Cell phones and search warrants
In the United States, there are approximately 327 million cell phones currently in use.
I certainly am not an expert in this area, but I do know that they are used for various things including phone calls, texting, internet access, storing pictures and personal data, and much much more. Every time they are used, an internal record is made.
Unfortunately, a few people use them for illegal activities, which are also recorded.
Law enforcement knows this, and when investigating a suspect’s criminal actions and have legally come into possession of the suspect’s cell phone by way of a search warrant or an arrest, it is common for them to have the phone’s contents forensically examined to determine if there is evidence of a crime.
However, since the Fourth Amendment to the United States
Constitution provides that we have the right to be secure from our personal property being unreasonably searched and seized, there are many legal questions which arise as to cell phone searches.
One question is if the police have the right to search a legally possessed phone’s contents without a search warrant.

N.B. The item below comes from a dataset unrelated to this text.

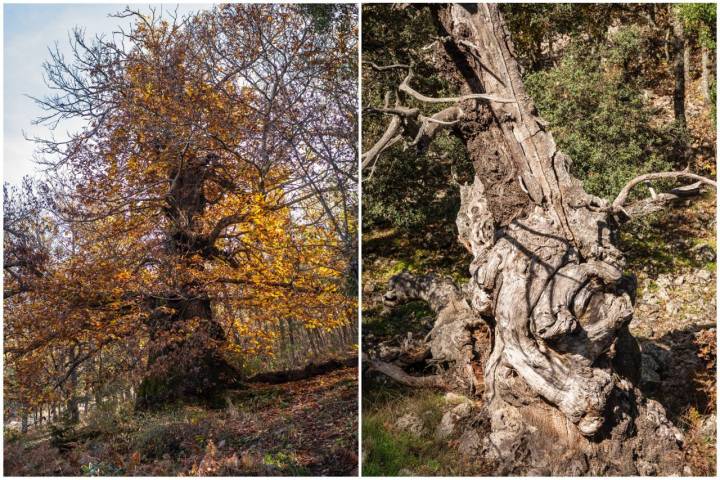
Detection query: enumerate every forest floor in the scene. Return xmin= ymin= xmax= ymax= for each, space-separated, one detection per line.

Until 2014, courts had various opinions on the answer. In that year the United States Supreme Court gave the final answer in Riley v California and held that due to a defendant’s expectation of privacy rights, a search warrant was required.

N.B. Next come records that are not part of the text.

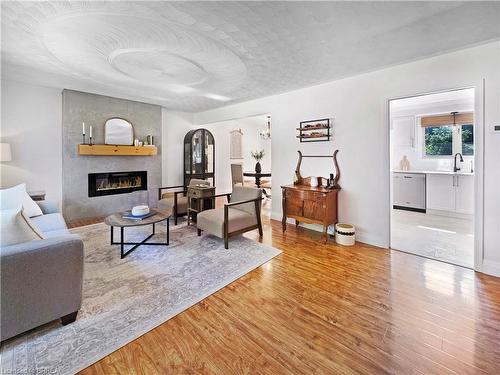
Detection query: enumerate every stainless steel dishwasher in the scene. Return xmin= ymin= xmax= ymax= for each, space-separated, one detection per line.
xmin=393 ymin=172 xmax=426 ymax=212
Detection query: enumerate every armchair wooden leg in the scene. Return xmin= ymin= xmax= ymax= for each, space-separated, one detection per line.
xmin=197 ymin=228 xmax=202 ymax=236
xmin=224 ymin=205 xmax=229 ymax=249
xmin=61 ymin=311 xmax=78 ymax=325
xmin=255 ymin=199 xmax=263 ymax=237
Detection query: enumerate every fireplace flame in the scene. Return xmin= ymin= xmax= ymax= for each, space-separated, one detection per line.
xmin=97 ymin=176 xmax=142 ymax=191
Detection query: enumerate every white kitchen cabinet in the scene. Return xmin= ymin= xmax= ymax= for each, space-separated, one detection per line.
xmin=455 ymin=175 xmax=474 ymax=214
xmin=427 ymin=174 xmax=455 ymax=211
xmin=392 ymin=116 xmax=415 ymax=148
xmin=427 ymin=173 xmax=474 ymax=215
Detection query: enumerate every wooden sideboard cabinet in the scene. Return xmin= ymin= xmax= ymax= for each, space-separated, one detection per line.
xmin=281 ymin=184 xmax=340 ymax=243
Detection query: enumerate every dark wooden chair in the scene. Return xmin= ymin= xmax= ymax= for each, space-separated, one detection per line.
xmin=158 ymin=179 xmax=209 ymax=225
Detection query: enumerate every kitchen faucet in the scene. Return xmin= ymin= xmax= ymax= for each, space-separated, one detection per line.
xmin=454 ymin=152 xmax=464 ymax=172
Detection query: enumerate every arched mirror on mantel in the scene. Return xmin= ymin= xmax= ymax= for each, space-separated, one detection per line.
xmin=104 ymin=118 xmax=134 ymax=145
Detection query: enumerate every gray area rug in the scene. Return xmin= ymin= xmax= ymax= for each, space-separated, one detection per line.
xmin=0 ymin=221 xmax=281 ymax=374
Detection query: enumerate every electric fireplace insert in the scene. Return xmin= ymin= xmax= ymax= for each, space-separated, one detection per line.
xmin=88 ymin=171 xmax=147 ymax=197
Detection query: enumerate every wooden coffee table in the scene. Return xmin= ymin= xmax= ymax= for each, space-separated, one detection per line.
xmin=104 ymin=208 xmax=171 ymax=259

What wasn’t answered is the collateral question of what happens when the police legally search a phone for evidence of one crime and inadvertently discover evidence of another.

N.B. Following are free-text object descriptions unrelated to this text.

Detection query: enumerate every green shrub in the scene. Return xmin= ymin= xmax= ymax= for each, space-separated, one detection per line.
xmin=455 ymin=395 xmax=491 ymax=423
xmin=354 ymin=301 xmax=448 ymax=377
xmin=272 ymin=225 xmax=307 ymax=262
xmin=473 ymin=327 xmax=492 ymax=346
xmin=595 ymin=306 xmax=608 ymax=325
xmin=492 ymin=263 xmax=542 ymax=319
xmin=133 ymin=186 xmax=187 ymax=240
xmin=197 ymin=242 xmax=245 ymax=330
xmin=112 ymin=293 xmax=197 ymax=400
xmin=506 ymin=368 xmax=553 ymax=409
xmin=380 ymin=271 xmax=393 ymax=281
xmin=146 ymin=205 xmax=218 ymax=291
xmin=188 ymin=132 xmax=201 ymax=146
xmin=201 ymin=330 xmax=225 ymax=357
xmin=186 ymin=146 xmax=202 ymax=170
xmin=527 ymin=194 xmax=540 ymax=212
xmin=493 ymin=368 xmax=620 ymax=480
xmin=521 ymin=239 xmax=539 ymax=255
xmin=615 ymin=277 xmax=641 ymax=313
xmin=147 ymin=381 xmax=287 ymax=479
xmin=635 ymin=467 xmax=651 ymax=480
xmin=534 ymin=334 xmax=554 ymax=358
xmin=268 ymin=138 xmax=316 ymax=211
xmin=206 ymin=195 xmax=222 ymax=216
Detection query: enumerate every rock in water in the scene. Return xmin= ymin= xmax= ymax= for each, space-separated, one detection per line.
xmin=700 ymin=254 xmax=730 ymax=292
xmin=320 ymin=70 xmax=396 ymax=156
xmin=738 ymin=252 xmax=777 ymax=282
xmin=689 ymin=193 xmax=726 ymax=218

Again, courts have taken different views on the answer to this question.
In Michigan the issue was settled in 2020 by the Michigan Supreme Court in People v Hughes. In Hughes, a defendant’s cell phone was searched pursuant to a warrant providing authorization for locating evidence of cocaine and other illegally possessed controlled substances. The police found that evidence and additional evidence that the defendant had committed an unrelated armed robbery.
The court held that under those circumstances, a second search warrant for the armed robbery evidence was required.
Nationally the split of authority continues.
To borrow a line from the song of the same name, I’m sure the United States Supreme Court will weigh in on this issue “someday soon.”